DistilledGemma: Balanced Efficiency-Accuracy for Person-Place Relation Extraction from Multilingual Historical Articles
Pith reviewed 2026-06-30 07:57 UTC · model grok-4.3
The pith
Distilling from a 26B teacher to a 2.3B student preserves strong reasoning for person-place relation extraction from historical articles.
A machine-rendered reading of the paper's core claim, the machinery that carries it, and where it could break.
Core claim
By distilling knowledge from the 26B teacher to the 2.3B student, we preserved strong reasoning capabilities while reducing the deployed model size to approximately 2.3B effective parameters; this configuration ranked 2nd in the balanced efficiency-accuracy profile across both the standard and binary test sets.
What carries the argument
The three-stage response-level knowledge distillation pipeline that transfers chain-of-thought traces generated by the QLoRA-tuned 26B teacher into the compact student model.
If this is right
- Knowledge distillation supplies a practical route to competitive performance on multilingual historical relation extraction at far lower inference cost.
- The merged student model can be deployed for large-scale processing of English, German, and French newspaper archives without excessive compute.
- The method demonstrates that response-level transfer of reasoning patterns works for this specific extraction task.
- High rankings in both standard and binary evaluations indicate the approach balances accuracy and efficiency effectively.
Where Pith is reading between the lines
- The same distillation steps could be reused on other information-extraction problems that involve historical or multilingual text.
- Performance differences across the three languages might reveal whether trace quality varies by language and could be measured directly on held-out data.
- Iterating the process with an ensemble of teachers might further improve the student without increasing its final size.
- If the task definition changes to include additional relation types, the same pipeline could be re-run to test transfer of the new reasoning patterns.
Load-bearing premise
The silver-standard chain-of-thought traces generated by the 26B teacher model are sufficiently accurate and transferable that response-level distillation into the 2.3B student will retain the teacher's reasoning quality on the unseen test articles.
What would settle it
Evaluating the 2.3B student model in isolation on the official test sets and obtaining mean scores substantially below 0.688 on the standard set or 0.8156 on the binary set would show that the distillation failed to preserve the claimed reasoning capabilities.
Figures
read the original abstract
We present DistilledGemma, an efficient and accurate system for the HIPE-2026 shared task on person-place relation extraction from multilingual historical newspaper articles in English, German, and French.

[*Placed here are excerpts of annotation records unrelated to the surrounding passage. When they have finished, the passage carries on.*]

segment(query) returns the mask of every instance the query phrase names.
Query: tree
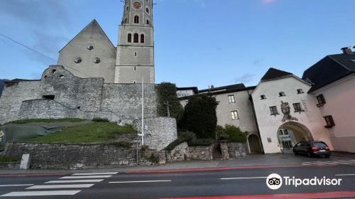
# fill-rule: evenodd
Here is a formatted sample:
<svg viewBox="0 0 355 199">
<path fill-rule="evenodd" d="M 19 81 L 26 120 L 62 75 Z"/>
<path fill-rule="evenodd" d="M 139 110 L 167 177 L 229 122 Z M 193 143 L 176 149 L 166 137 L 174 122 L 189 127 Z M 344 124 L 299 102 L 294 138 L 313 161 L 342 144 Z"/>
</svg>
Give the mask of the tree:
<svg viewBox="0 0 355 199">
<path fill-rule="evenodd" d="M 216 98 L 207 95 L 194 95 L 185 107 L 180 127 L 196 134 L 197 138 L 215 139 L 217 117 Z"/>
<path fill-rule="evenodd" d="M 156 86 L 158 94 L 158 114 L 160 117 L 168 116 L 168 106 L 171 117 L 179 120 L 182 117 L 184 109 L 178 99 L 177 88 L 175 84 L 162 82 Z"/>
</svg>

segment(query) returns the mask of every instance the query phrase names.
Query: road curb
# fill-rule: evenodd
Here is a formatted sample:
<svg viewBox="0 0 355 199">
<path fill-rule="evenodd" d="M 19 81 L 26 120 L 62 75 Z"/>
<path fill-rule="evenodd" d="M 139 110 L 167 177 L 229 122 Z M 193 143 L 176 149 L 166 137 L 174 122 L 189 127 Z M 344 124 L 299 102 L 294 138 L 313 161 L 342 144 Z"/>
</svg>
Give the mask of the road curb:
<svg viewBox="0 0 355 199">
<path fill-rule="evenodd" d="M 143 171 L 126 171 L 126 173 L 182 173 L 194 171 L 213 171 L 236 169 L 250 168 L 295 168 L 295 167 L 332 167 L 337 165 L 266 165 L 266 166 L 246 166 L 232 167 L 212 167 L 212 168 L 176 168 L 166 170 L 143 170 Z"/>
</svg>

Our approach adopts a three-stage knowledge distillation pipeline designed to balance classification accuracy with computational efficiency. In the first stage, we systematically explored prompt engineering strategies across eight large language models to identify the most effective reasoning architecture for this challenging task. In the second stage, we applied supervised fine-tuning (SFT) via QLoRA to a Gemma 4 26B A4B teacher model, leveraging its strong multilingual capabilities to generate silver-standard chain-of-thought traces across the training corpus. In the final stage, we performed response-level distillation to transfer these learned reasoning patterns into a compact Gemma 4 E2B student model. In the official evaluation, our team WHEREAMI ranked 3rd on the standard test set with an accuracy profile mean score of 0.688, and 2nd on the binary test set with a mean score of 0.8156. Notably, by distilling knowledge from the 26B teacher to the 2.3B student, we preserved strong reasoning capabilities while reducing the deployed model size to approximately 2.3B effective parameters; the LoRA adapters used during training were merged into the student for inference. This configuration ranked 2nd in the balanced efficiency-accuracy profile across both the standard and binary test sets. These results demonstrate that knowledge distillation provides a practical and scalable solution for historical document processing, achieving competitive performance without excessive computational cost.
Editorial analysis
A structured set of objections, weighed in public.
Referee Report
Summary. The paper presents DistilledGemma, a three-stage knowledge-distillation pipeline for the HIPE-2026 shared task on person-place relation extraction from multilingual (English, German, French) historical newspaper articles. It first explores prompt engineering across eight LLMs, then applies QLoRA-based SFT to a 26B Gemma-4 teacher to generate silver-standard chain-of-thought traces, and finally performs response-level distillation into a 2.3B Gemma-4 student. The resulting system (team WHEREAMI) ranked 3rd on the standard test set (mean accuracy 0.688) and 2nd on the binary test set (mean 0.8156), placing 2nd overall in the balanced efficiency-accuracy profile while deploying only ~2.3B effective parameters after merging LoRA adapters.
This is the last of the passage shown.